The story of Moses and the Israelites in our first reading from the book of Numbers illustrates how God saved them from their deaths precisely by having them confront the cause of their death. I must admit that it is a mysterious account written with many of the mythical elements of story-telling and faith proclaiming that was standard practice at that time.

But what we can glean from the story is that the Israelites were dying in the desert, whether literally or figuratively from snake bites, and recognizing their fault for turning against God in their distress, they sought the forgiveness and help of God. What is interesting in this account is the way God saved them. 

Rather than introducing something different to counter the serpents, God instructed Moses to make an image of the serpent, and to tell the people to look at this image, a stark reminder of their ills. Rather than giving them something to take their attention away from the source of their death and destruction, God as it were made them stare death in the eye and in this way enabled them to defeat death and to have life.

There is something to be said about gazing on evil that threatens to envelope and overwhelm us. The wisdom of staring death in the eye is not simply to desensitize us or to make us numb, which is what seems to drive some trends in popular media and culture. For even when we have become desensitized and numb, we can still die, just as we can die running away from death. Rather, the wisdom of gazing right at death is to see what we had not seen before: that is, the power of God that surpasses death and evil—not just death and evil in the abstract, but this death and this evil that taunts me; and not just the power of God in general, but the unrelenting power of this God who loves me persistently no matter how many times I have foresaken him.

We may have become desensitized to the paradox of bannering the very cause of death as the promise of deliverance, from the sheer repeated exposure to the image. In fact, one of the universal symbols of medicine derives, I think, from the Old Testament story we just heard: the image of a serpent on a pole, especially as it is being carried by the figure of the greek god Mercury symbolizing the speedy delivery of cure. The other ubiquitous paradoxical symbol of cure and life, whose power to jolt us into recognizing the profound truth of “life through death” is easy to lose, is the cross of Jesus Christ, the exaltation of which we celebrate today. It is easy to forget the impact of raising high the symbol of the standard instrument of torture and death that was the very same one used to kill the one we proclaim as Messiah and Savior. If Jesus had been executed by an electric chair, we would be adorning all our Churches and altars with it.
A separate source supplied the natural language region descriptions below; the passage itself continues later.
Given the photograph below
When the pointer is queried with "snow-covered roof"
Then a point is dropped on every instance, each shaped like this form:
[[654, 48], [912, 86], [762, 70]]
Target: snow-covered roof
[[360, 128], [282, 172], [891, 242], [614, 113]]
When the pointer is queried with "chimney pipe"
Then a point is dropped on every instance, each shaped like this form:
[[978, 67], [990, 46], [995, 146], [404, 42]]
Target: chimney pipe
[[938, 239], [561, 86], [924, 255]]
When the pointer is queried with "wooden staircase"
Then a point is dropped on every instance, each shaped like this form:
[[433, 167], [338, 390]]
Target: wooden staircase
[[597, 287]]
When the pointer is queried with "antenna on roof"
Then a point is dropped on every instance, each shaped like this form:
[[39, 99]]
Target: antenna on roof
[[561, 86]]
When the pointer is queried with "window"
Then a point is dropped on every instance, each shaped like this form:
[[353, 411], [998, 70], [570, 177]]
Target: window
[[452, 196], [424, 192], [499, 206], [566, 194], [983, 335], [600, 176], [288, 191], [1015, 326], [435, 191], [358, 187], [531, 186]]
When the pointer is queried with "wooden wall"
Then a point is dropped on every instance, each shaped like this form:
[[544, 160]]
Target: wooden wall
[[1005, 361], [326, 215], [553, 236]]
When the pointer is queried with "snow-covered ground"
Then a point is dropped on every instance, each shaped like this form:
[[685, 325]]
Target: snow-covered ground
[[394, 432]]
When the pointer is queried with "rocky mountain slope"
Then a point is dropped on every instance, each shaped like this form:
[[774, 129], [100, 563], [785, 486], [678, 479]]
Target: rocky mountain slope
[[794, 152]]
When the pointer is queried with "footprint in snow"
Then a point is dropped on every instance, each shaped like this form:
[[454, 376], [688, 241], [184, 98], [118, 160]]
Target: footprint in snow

By exalting the cross, whether by the crucifixes we place prominently in our homes and places of worship, or by the habit of the sign of the cross with which we call upon God to bless us in prayer, we not only remind ourselves of our death and of the death of the one who came to save us, but more importantly, we recommit ourselves to the truth that Jesus exemplified and willingly gave up his life to tell: that God is love and love is the final word, not death, not failure, not evil. By exalting the cross we humbly beg the Lord to help us make our own the saving mystery that plays out from death to life. By living by the sign of the cross, we hope to embrace whatever makes us cringe and cower in fear and in so doing to find God embracing us and leading us from darkness into light. As the evangelist John set down in those immortal words we heard in our gospel today: “For God so loved the world that he gave his only Son, so that everyone who believes in him might not perish but might have eternal life.”